Il museo Guimet: i viaggi di un esploratore tra le meraviglie dell’Oriente
Il XIX secolo ha un fascino unico, quello della Scoperta.
La scienza, la tecnica, l’industria vivono in quel periodo i loro anni d’oro e le arti non possono esimersi dal cantarne le promesse e i pericoli: Jules Verne e i suoi romanzi sono l’esempio di punta.
Esiste però una via della Scoperta che mi ha sempre ammaliato più delle altre, ed è il viaggio. Non sempre è facile spostarsi, è vero, ma viaggiare il mondo rimanendo in città a Parigi è possibile per fortuna, proprio come ai tempi della Belle Époque. E se cerchiamo un perfetto porto di partenza, quello non può che essere il magico museo Guimet o Museo nazionale delle Arti asiatiche.
Émile Guimet era figlio dell’inventore del blu oltremare artificiale (il « blu Guimet », appunto) ed era destinato a riprendere con successo l’attività industriale del padre. A Émile, però, la vita dell’industriale non bastava: dentro di lui scalpitava un esploratore.
Il primo viaggio che intraprese fu in Egitto, come era di moda a metà del 1800, e ne tornò con oggetti meravigliosi che però
“restavano muti e che tuttavia avevano qualcosa da dirmi, ma io non sapevo come interrogarli.”
Émile Guimet intraprese allora un doppio viaggio straordinario: uno avvenne attraverso le innumerevoli letture che potevano appagare il suo desiderio di comprendere le civiltà scomparse; l’altro fu nel 1876-1877 e lo portò a compiere il giro del mondo.
Il ritorno in patria portò con sé un’importante decisione: Émile Guimet avrebbe fondato un museo per offrire al pubblico i tesori che aveva raccolto durante i suoi lunghi viaggi. Il primo aprì a Lione, la sua città natale, nel 1879. Una vera delusione per l’avventuriere assetato di conoscenza che aveva fatto il giro del mondo: le sue meraviglie non vennero apprezzate a dovere e i visitatori furono scarsi.
Poco male: Guimet decise di donare la collezione allo Stato che aprì, nel 1889, un nuovo museo a Parigi al numero 6, place de Iéna (sito web qui). Guimet ne fu nominato direttore a vita e il successo questa volta fu formidabile. La sua creazione, che Émile amava definire « fabbrica di scienze filosofiche », sapeva far sognare i parigini sempre assettati di nuove meraviglie, specialmente in quel periodo carico di frenetica aspettativa quale fu la Belle Époque.
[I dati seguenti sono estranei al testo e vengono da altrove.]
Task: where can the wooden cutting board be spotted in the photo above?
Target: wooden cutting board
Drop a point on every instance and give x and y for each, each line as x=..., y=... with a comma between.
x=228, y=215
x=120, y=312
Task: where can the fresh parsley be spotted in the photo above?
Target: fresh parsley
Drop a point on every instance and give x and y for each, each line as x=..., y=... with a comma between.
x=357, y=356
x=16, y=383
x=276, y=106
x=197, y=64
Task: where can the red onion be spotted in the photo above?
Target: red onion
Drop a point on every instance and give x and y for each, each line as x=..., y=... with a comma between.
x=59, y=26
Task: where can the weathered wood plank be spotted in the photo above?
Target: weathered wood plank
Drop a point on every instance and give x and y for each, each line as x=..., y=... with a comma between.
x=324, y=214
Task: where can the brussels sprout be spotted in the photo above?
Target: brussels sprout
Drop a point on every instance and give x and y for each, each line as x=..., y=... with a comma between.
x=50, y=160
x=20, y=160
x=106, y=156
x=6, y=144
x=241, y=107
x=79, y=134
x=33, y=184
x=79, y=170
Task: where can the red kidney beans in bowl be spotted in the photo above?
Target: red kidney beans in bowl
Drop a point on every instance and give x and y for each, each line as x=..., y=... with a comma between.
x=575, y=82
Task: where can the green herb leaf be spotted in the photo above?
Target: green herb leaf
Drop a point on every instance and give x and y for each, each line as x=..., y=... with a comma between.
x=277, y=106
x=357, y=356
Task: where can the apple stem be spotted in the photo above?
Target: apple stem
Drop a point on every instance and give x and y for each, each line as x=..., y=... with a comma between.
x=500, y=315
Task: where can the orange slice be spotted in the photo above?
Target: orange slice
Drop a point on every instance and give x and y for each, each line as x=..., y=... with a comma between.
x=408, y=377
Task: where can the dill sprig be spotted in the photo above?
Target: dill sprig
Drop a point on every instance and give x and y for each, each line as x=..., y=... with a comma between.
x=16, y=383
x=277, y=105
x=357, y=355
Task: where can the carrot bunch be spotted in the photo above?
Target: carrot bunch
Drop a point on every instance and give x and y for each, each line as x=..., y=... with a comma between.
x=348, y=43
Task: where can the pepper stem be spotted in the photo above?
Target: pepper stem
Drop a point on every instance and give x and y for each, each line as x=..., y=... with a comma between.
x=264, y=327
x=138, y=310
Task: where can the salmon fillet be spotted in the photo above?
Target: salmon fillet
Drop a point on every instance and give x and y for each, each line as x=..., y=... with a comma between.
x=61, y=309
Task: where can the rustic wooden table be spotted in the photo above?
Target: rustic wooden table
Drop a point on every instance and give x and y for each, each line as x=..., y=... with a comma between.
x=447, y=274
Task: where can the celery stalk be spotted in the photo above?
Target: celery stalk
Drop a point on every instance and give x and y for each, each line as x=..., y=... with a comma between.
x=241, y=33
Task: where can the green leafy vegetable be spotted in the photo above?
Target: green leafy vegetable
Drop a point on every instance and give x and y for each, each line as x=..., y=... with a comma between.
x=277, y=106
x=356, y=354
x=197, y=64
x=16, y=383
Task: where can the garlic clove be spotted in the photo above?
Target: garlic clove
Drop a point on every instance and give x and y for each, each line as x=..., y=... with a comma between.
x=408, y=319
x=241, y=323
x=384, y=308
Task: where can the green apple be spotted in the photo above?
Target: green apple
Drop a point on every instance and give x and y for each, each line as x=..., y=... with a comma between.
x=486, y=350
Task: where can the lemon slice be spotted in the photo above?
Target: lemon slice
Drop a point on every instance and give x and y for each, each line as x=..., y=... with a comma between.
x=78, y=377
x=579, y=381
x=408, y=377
Il museo, secondo l’idea di Guimet, non andava inteso solamente come luogo dedicato alla conservazione della sua immensa collezione. Nelle sue sale si fabbricava il sapere. Gli oggetti rituali, d’arte e artigianato che aveva raccolto erano corredati da una mole notevole di libri sulla storia delle religioni, dizionari e grammatiche di lingue asiatiche, racconti di viaggi, manoscritti, testi sacri e mitologici che illustravano le differenze religiose e culturali tra le diverse civiltà.